An ML-powered EWS is scalable and can continuously monitor the portfolios and share alerts/notifications on a daily basis. The notifications are directly sent to the customer via email and further the triggers can get captured as action items in the case management module where tickets are assigned for further resolution.
Why ML-driven early warning signals are the way forward
Over 60 million micro, small and medium enterprises (MSMEs) in India have sparse data availability. One of the major challenges for lenders is the time and effort required in monitoring the MSME portfolios for risks. Monitoring only traditional financial data points is not relevant and it requires analysing multiple disparate sources of alternate data as well to form a 360 view on borrowers. The cost of monitoring such long-tail MSME portfolio customers is high. An automated EWS eliminates the challenges of manually handling MSME portfolios with a large number of borrowers.
- Ability to manage huge volumes of portfolios
- The AI-/ML-driven prediction models can pick up leading signals of distress 12-18 months in advance of the actual precipitation of risk.

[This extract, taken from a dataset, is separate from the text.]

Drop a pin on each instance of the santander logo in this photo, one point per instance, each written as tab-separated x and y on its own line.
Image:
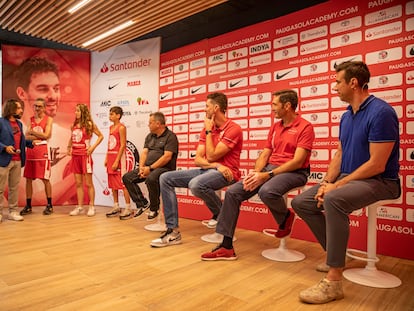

The models pick up on faint signals from sources such as GST an EPFO
- NLP models process unstructured data such as news, social media, and more such alternated data sources for sentiment analysis
- An ML-powered EWS suppresses false-positives by learning over time and setting thresholds at optimal levels
Reducing the false-positive rate with continuous learning
One of the main properties of ML is that it can keep learning if data is fed into it. This means the system improves as time passes, sets thresholds at optimum levels, and issues more accurate alerts.
Over time, as algorithms improve, the false positive rate will continue to decline, driving significant cost reductions to operations. ML and AI can quickly flag changes in patterns of activity, whether caused by new product offerings or money laundering.
Review unstructured data by training NLP models
Banks are often sitting on piles of data which is unstructured and hence is not useful to the credit decision-making process. The amount of this kind of unstructured content is accelerating at an unprecedented rate, making it time-consuming to analyze. As a result, unstructured content is underused as a source of insight. The overwhelming volume of data makes it impossible to spot the nuances that could drive a decision-making process. Machine learning can not only cleanse but also restructure this data to retrieve important information. Natural language processing (NLP) offers opportunities to uncover meaningful insights from under-used content. Based on this information, early warning signals are generated and lenders can identify potential loan defaulters early on.
No scope for human bias
When done manually, the monitoring process involves the risk of human bias. Over the past few years, we have come across incidents where human bias has caused financial losses for banks. With EWS powered by ML, the scope for any human bias can be eliminated, thereby facilitating completely accurate credit decisions.
The Indian banking sector has long been facing the strain of bad debts. With the pandemic further adding to their woes, it is only natural that they are apprehensive of lending to MSMEs. With an ML-powered EWS in place, however, banks can protect themselves from the clutches of bad debts while being able to extend their credit services.